Light drinking, defined in the Harvard study as two standard drinks for men and one standard drink for women, was found to be linked to a higher risk of developing cancer as well, albeit minimally.
One standard drink is defined by the researchers as containing 15 grams of alcohol. That would be the equivalent of one smaller beer bottle or a glass of wine.
The most important finding of the study is that for women, even one glass of wine significantly increases the risk of breast cancer, particularly if the women have a family history of the disease. In the case of men, the risk of developing cancer was boosted significantly when another factor was added: smoking. In the case of non-smoking men, cancer risk did not increased significantly.

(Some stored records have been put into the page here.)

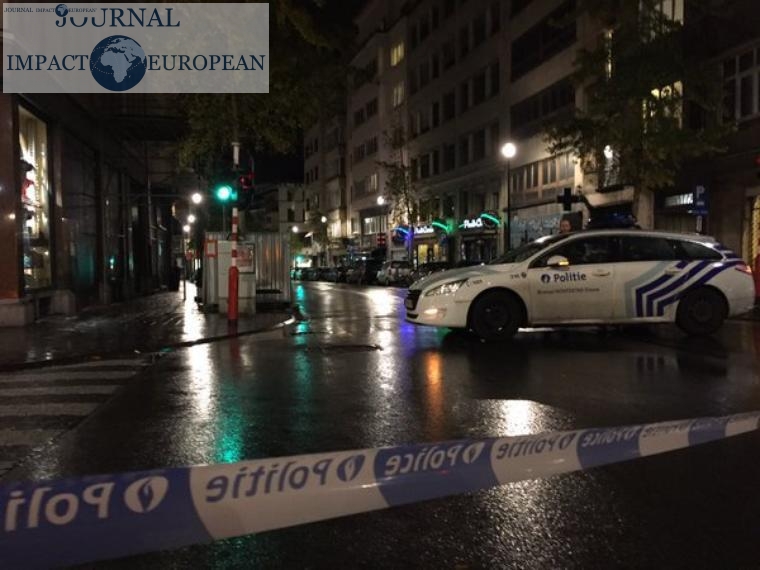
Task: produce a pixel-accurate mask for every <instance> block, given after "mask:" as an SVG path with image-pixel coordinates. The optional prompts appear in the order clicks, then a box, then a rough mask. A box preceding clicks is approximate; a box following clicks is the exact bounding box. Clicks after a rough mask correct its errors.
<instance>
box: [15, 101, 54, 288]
mask: <svg viewBox="0 0 760 570" xmlns="http://www.w3.org/2000/svg"><path fill="white" fill-rule="evenodd" d="M19 139H20V144H21V173H22V182H21V203H22V208H23V211H24V236H23V239H24V279H25V287H26V289H39V288H41V287H49V286H50V285H51V271H50V218H49V216H50V199H49V187H48V153H47V126H46V125H45V123H44V122H43V121H41V120H40V119H38V118H37V117H35V116H34V115H32V114H31V113H30V112H29V111H27V110H26V109H23V108H20V109H19Z"/></svg>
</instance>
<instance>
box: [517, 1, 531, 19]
mask: <svg viewBox="0 0 760 570" xmlns="http://www.w3.org/2000/svg"><path fill="white" fill-rule="evenodd" d="M530 2H531V0H512V16H516V15H517V14H519V13H520V12H522V11H523V10H524V9H525V7H526V6H527V5H528V4H530Z"/></svg>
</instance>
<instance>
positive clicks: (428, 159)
mask: <svg viewBox="0 0 760 570" xmlns="http://www.w3.org/2000/svg"><path fill="white" fill-rule="evenodd" d="M420 178H430V155H429V154H423V155H422V156H421V157H420Z"/></svg>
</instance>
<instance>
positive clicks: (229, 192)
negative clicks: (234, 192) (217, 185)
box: [216, 184, 233, 202]
mask: <svg viewBox="0 0 760 570" xmlns="http://www.w3.org/2000/svg"><path fill="white" fill-rule="evenodd" d="M216 197H217V198H218V199H219V201H220V202H227V201H229V200H230V199H231V198H232V197H233V191H232V187H231V186H229V185H227V184H224V185H222V186H217V188H216Z"/></svg>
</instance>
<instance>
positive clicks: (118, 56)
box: [90, 36, 146, 91]
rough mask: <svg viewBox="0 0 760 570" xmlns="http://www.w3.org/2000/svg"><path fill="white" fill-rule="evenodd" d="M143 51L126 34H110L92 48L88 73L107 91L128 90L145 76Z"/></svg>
mask: <svg viewBox="0 0 760 570" xmlns="http://www.w3.org/2000/svg"><path fill="white" fill-rule="evenodd" d="M145 59H146V58H145V52H144V51H143V49H142V47H140V44H138V43H137V42H136V41H135V40H133V39H132V38H128V37H127V36H110V37H108V38H106V39H104V40H103V41H101V42H100V43H99V44H98V45H96V46H95V49H94V50H92V54H91V55H90V73H91V74H92V77H93V79H95V81H97V82H98V83H99V84H100V86H101V87H104V88H105V89H108V90H109V91H128V90H129V89H132V88H133V87H134V86H135V85H137V84H138V83H140V81H142V78H143V77H144V76H145Z"/></svg>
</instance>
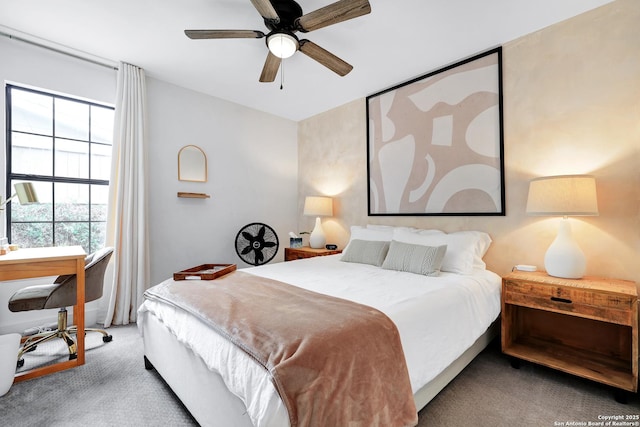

The study, conducted by researchers of the Harvard TH Chan School of Public Health in collaboration with the Boston Women’s Hospital was published in the British Medical Journal.
The data used was pooled from two previous large-scale studies conducted in the U.S. These are the Nurses Health Study in the case of women and the Health Professionals Follow-up Study in the case of men.
Both of these studies comprised data on the medical records and follow-ups on 88,084 women, as well as 47,881 men. The timespan of the studies extended over 30 years. By analyzing the data at hand, the study showed that women face an increased risk of developing breast cancer in particular if they consumed as much as one standard drink per day and if they had a family history of cancer.
The same link was found in another study conducted at the Oxford University. For each drink consumed daily, the researchers found that there was an incidence of 11 extra cases of breast cancer in a sample of 1,000 women under the age of 75.
Both studies, as well as previous ones pinpoint the idea that not even light or moderate drinking is a safe option when it comes to the risk of developing cancer.